Afgelopen maanden werden korte films van bekende regisseurs echter gepromoot alsof het speelfilms waren. Almodóvars 32 minuten durende gay-western Strange Way of Life, mede geproduceerd door modehuis Saint Laurent, ging in première op het filmfestival van Cannes en draait sinds september in de bioscopen. Andersons 39 minuten durende Roald Dahl-verfilming The Wonderful Story of Henry Sugar werd vertoond op het filmfestival van Venetië en verscheen onder veel media-aandacht op Netflix, samen met andere korte Dahlverfilmingen van de cineast.

Volgens Kirsten Ruber, directeur van kortefilmfestival Go Short, zijn het vooral geldschieters als modehuizen en streamingdiensten die zorgen dat korte films nu plots opvallen. „Bedrijven die zich graag willen profileren door grote namen aan zich te binden, bieden regisseurs de mogelijkheid om als ‘tussendoortje’ een korte film of serie te maken. En pakken hier groot mee uit. De regisseurs nemen zo’n aanbod vaak graag aan. Het maken en financieren van Hollywoodspeelfilms is enorm tijdrovend en slopend. Het is prettig om tussendoor te kunnen experimenteren in een korte productie.” Zo kreeg Almodóvar van Saint Laurent carte blanche. Hij besliste een dialoog te verfilmen die hij eerder had geschreven en verder te oefenen voor zijn eerste Engelstalige speelfilm.

De vraag is of het bioscooppubliek zelf zin heeft in al deze nieuwe filmlengtes.

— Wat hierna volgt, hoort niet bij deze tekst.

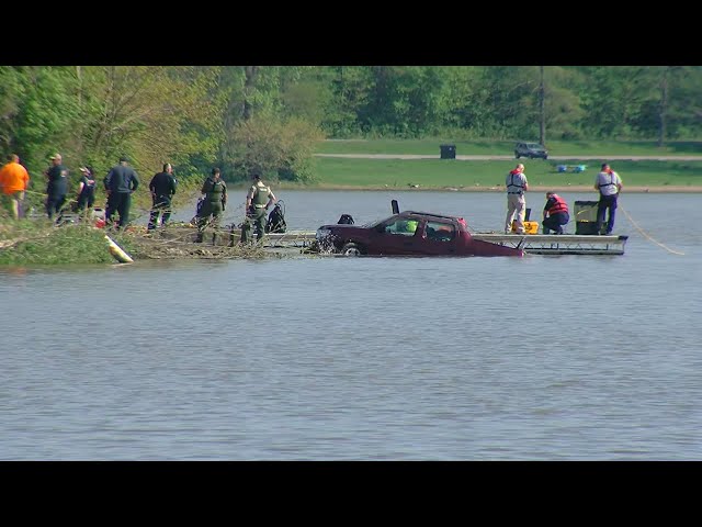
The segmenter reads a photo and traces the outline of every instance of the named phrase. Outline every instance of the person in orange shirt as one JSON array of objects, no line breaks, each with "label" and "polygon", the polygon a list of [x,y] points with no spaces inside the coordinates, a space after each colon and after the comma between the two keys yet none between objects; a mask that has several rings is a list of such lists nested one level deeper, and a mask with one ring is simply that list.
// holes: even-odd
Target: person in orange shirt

Mogelijk is het een kwestie van gewenning. Strange Way of Life deed het ondanks vrij positieve recensies, in de bioscoop minder goed dan Almodóvars laatste twee speelfilms. Killers of The Flower Moon is de best bezochte film deze week. Dat films waarbij je vooraf geen drankje durft te drinken tegenwoordig eerder regel dan uitzondering worden, zorgt dan wel voor gezucht, het weerhoudt mensen niet een kaartje te kopen.

Sabeth Snijders is filmrecensent.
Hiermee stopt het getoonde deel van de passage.